にわかオタクの雑記帳

にわかオタクがそのときハマっていることを書き殴るブログです 主にアニメ・ゲーム中心

遊戯王 New stage サイドT 7

「――ほら、アンタのターンよ。早くカードを引きなさい」
 竜美の言葉によって、ティトはデュエルが終わっていなかったことに気付いた。
「…………」
 無言のまま、カードをドローする。
 引いたカードは<貪欲な壺>。墓地のモンスターカードを5枚デッキに戻し、新たに2枚のカードを引く魔法カードだ。逆転のきっかけを掴むためには、最良のカード。

<貪欲な壺>
通常魔法
自分の墓地に存在するモンスター5体を選択し、
デッキに加えてシャッフルする。
その後、自分のデッキからカードを2枚ドローする。

 だが、ティトに戦いを続ける気力は残されていなかった。
 もし、彼女が「サレンダー」という行為を知っていたのなら、迷わず降参していただろう。
 勝てない。
 <ジュラック・タイタン>を攻略する術はない。
 仮に勝てたとしても――

 もう、少年は戻ってこない。

「無様ね」
 そんなティトの心中を見透かしたように、竜美が嘲りの言葉を口にする。
「結局アンタは、他人から与えてもらったことしかできない。

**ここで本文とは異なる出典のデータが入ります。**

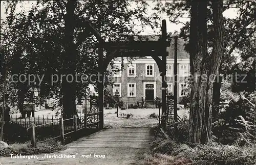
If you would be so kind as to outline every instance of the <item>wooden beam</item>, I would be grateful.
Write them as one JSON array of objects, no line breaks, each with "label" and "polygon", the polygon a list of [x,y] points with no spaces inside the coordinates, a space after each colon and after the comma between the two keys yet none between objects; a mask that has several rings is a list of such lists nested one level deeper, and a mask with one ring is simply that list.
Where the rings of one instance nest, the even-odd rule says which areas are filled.
[{"label": "wooden beam", "polygon": [[116,48],[136,50],[141,48],[147,48],[148,50],[155,50],[159,49],[163,46],[170,46],[170,43],[165,41],[164,43],[159,41],[121,41],[121,42],[105,42],[102,44],[95,43],[97,47],[102,45],[103,48],[114,49]]},{"label": "wooden beam", "polygon": [[[161,54],[159,56],[159,54]],[[168,56],[168,52],[166,51],[165,56]],[[146,56],[162,56],[162,54],[160,51],[153,51],[153,50],[146,50],[146,51],[121,51],[118,53],[115,57],[143,57]]]},{"label": "wooden beam", "polygon": [[109,64],[110,63],[111,60],[116,56],[116,55],[118,53],[119,51],[119,50],[117,49],[112,51],[110,53],[108,53],[106,54],[106,58],[104,60],[104,62],[103,63],[103,69],[104,69],[104,70],[105,70],[106,69]]}]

『処刑人』だって、レビンが与えてくれた役目……自分1人の力では何もできないのよ」
 辛辣な真実が、ティトの壊れた心をさらに砕いていく。
 1人でも大丈夫だと思っていた。
 「処刑人」に戻れば。「氷の魔女」に戻れば。1人でも戦えると思っていた。
 ずっと1人で生きてきたのだから。

 ――しかし、ティトは知ってしまった。

 少年の優しさを。
 少年の温もりを。
 少年と共にいる心地よさを。
 それを知ってしまった以上――ティトは「氷の魔女」に戻ることなど出来ない。
 今のティトは、ただの女の子だった。
「……わたしのターンは終わり」

【ティトLP800】 手札1枚
場:ウォーターハザード、リミット・リバース(使用済み)
【竜美LP2400】 手札3枚
場:ジュラック・タイタン(攻撃)、大進化薬

「むかつくわ。はらわたが煮えくりかえりそう」
 竜美は、最早ティトを見ていない。
「これじゃ輝王を指名していたほうがマシだったわ。途中まではいい感じだったのに……やっぱり、アンタは特別扱いの『お嬢様』だったわけね。『氷の魔女』が聞いて呆れるわ」
 憤慨する竜美は、八つ当たりするように<ジュラック・タイタン>を殴りつける。
 へたり、とティトが尻もちをつく。
 竜美に向けていた敵意はどこへやら、何かを呟きながら顔を伏せる。
「もういいわ。死になさい、グズ」
 <ジュラック・タイタン>の口から、再び火球が吐き出される。
 少女を守る氷の龍は、もういない。
 ――1週間前。支部の前で泣いたのを最後に、ティトはずっと涙をこらえてきた。

「そうし……」

 こらえてきた涙が溢れる。
 少女の顔が涙でぐしゃぐしゃになる。
 そして――

【ティトLP800→0】

 少女の孤独な世界は終わりを告げた。